M. Laurent Moutinot, conseiller d'Etat. Je me réjouis de l'accueil favorable que vous réservez à ce projet de loi dans la teneur qui est la sienne après son traitement en commission du logement. La procédure que vous avez choisie est simple: elle consiste à étendre le champ d'activité de la «Fondation pour la promotion du logement bon marché et de l'habitat coopératif» à la problématique du logement étudiants. Cette fondation, présidée par votre collègue M. Barro, est efficace. Nul doute qu'elle saura faire bon usage de la dotation supplémentaire de 10 millions que vous allez lui consentir pour répondre aux nouvelles tâches que vous lui confiez ! S'agissant de la liste des projets, vous la trouverez, Monsieur Catelain, en page 18 du rapport de M. Hiler. Cette liste a toutefois varié et comporte aujourd'hui des projets supplémentaires.

Il convient de souligner que cet effort ne sera probablement pas suffisant, d'autres instances sont appelées à fournir un effort; je pense notamment à l'Université elle-même, à la Fondation universitaire pour le logement des étudiants - qui pourrait, par exemple, travailler en partenariat avec la fondation présidée par M. Barro. Je pense également à la CIGUE. D'autres projets pourront, le cas échéant, vous être soumis.

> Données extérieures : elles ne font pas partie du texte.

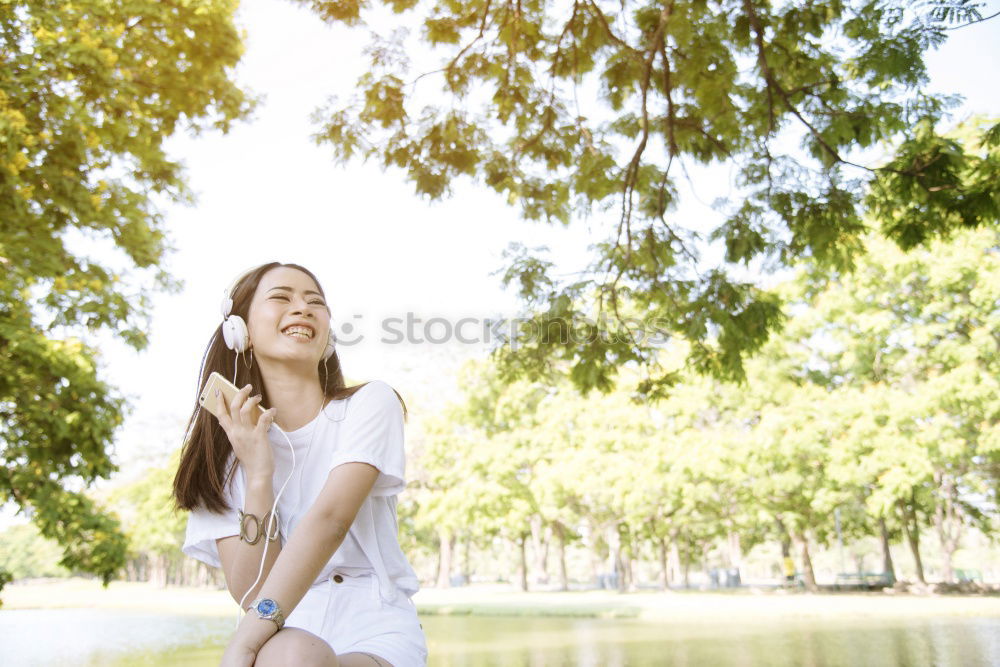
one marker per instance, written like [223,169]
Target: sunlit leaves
[89,93]
[594,109]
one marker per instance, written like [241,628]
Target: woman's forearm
[246,564]
[309,548]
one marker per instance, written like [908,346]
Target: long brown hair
[202,473]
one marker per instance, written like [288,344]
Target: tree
[916,335]
[590,108]
[89,92]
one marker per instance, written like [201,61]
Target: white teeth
[298,332]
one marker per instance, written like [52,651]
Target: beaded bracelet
[269,521]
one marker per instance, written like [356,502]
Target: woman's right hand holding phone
[250,442]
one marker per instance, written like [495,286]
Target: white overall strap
[364,531]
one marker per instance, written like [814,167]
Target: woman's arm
[315,539]
[240,560]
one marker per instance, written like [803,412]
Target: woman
[328,581]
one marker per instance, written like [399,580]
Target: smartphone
[216,404]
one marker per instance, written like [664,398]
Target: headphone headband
[227,299]
[234,329]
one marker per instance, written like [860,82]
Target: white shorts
[351,616]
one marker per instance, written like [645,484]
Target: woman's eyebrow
[289,289]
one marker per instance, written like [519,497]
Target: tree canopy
[601,109]
[89,92]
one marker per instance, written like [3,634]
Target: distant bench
[864,581]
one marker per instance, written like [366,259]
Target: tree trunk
[946,523]
[679,571]
[466,565]
[560,534]
[912,531]
[522,568]
[887,566]
[664,575]
[447,542]
[539,550]
[807,572]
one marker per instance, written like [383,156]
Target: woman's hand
[250,636]
[250,443]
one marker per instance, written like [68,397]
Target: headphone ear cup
[235,333]
[331,344]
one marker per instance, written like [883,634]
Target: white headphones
[234,329]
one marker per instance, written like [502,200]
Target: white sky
[267,192]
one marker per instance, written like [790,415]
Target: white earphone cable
[270,523]
[271,516]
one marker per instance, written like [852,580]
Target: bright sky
[267,192]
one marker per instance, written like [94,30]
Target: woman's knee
[294,646]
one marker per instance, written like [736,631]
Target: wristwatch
[268,609]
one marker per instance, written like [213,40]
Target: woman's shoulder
[375,392]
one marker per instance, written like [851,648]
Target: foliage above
[89,92]
[589,108]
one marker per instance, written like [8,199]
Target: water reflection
[79,637]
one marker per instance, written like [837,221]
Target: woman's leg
[295,646]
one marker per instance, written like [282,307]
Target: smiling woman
[328,544]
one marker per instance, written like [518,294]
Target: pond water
[81,637]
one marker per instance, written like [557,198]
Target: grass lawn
[493,600]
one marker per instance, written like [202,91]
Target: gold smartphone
[227,390]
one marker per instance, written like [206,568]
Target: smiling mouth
[300,333]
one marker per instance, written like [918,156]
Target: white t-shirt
[366,428]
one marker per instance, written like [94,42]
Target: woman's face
[288,319]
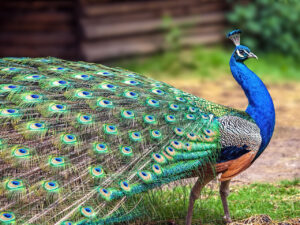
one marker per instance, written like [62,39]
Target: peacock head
[241,52]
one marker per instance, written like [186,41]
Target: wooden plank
[102,50]
[95,31]
[37,38]
[41,51]
[37,17]
[35,27]
[171,12]
[17,5]
[131,7]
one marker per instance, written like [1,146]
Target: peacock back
[82,142]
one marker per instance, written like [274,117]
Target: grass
[211,63]
[280,201]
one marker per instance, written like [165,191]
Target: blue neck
[260,104]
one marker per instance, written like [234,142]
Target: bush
[269,25]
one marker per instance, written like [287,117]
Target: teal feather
[71,130]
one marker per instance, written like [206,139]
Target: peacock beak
[252,55]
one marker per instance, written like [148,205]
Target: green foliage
[269,25]
[279,201]
[212,63]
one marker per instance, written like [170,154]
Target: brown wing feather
[232,168]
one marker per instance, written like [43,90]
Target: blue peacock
[83,143]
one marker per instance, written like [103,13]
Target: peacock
[83,143]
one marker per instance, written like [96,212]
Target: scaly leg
[224,192]
[195,192]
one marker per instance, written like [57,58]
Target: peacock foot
[227,219]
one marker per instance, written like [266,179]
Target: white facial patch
[239,54]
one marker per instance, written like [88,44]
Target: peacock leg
[194,195]
[224,192]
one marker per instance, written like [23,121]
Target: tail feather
[81,141]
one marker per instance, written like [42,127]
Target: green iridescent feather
[71,130]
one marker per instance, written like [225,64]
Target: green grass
[280,201]
[211,63]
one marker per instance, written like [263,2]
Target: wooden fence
[97,30]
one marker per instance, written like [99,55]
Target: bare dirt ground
[281,159]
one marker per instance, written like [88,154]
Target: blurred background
[183,43]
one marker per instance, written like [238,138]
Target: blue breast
[260,107]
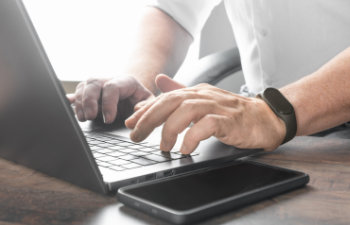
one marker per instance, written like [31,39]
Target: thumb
[71,98]
[166,84]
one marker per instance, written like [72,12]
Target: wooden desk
[28,197]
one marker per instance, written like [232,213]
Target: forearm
[160,47]
[322,99]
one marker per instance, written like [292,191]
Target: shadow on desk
[29,197]
[126,215]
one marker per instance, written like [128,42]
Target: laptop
[38,128]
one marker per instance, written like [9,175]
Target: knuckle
[211,122]
[109,85]
[201,85]
[93,81]
[88,101]
[169,130]
[189,104]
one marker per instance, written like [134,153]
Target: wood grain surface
[29,197]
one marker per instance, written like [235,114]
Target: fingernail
[80,114]
[164,146]
[134,136]
[87,113]
[184,150]
[104,116]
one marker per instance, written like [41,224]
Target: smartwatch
[282,108]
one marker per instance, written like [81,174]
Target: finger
[134,118]
[166,84]
[158,113]
[91,95]
[79,102]
[110,99]
[71,97]
[189,111]
[206,127]
[143,103]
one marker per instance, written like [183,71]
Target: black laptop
[38,128]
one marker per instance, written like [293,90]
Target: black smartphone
[196,196]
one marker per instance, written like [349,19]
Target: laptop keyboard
[117,154]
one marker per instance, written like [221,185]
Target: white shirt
[279,41]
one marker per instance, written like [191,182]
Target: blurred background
[85,38]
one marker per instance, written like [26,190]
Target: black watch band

Par votre vote - que je pressens positif - vous donnerez néanmoins un sérieux coup de pouce au logement étudiants. Ce dernier présente des spécificités dont il convient de tenir compte. J'avais cependant indiqué lors du débat de préconsultation - et je le répète aujourd'hui - que, même s'il convient de répondre à ce besoin précis, le logement demeure le logement de tous. Il n'est pas question que les efforts qui seront fournis privilégient une catégorie de la population. Le fait de passer par la «Fondation pour la promotion du logement bon marché et de l'habitat coopératif» - laquelle possède une vision globale du logement - permettra, à mon sens, d'éviter le risque que d'aucuns soient mieux servis que d'autres.

La loi 8885 est adoptée en trois débats par article et dans son ensemble.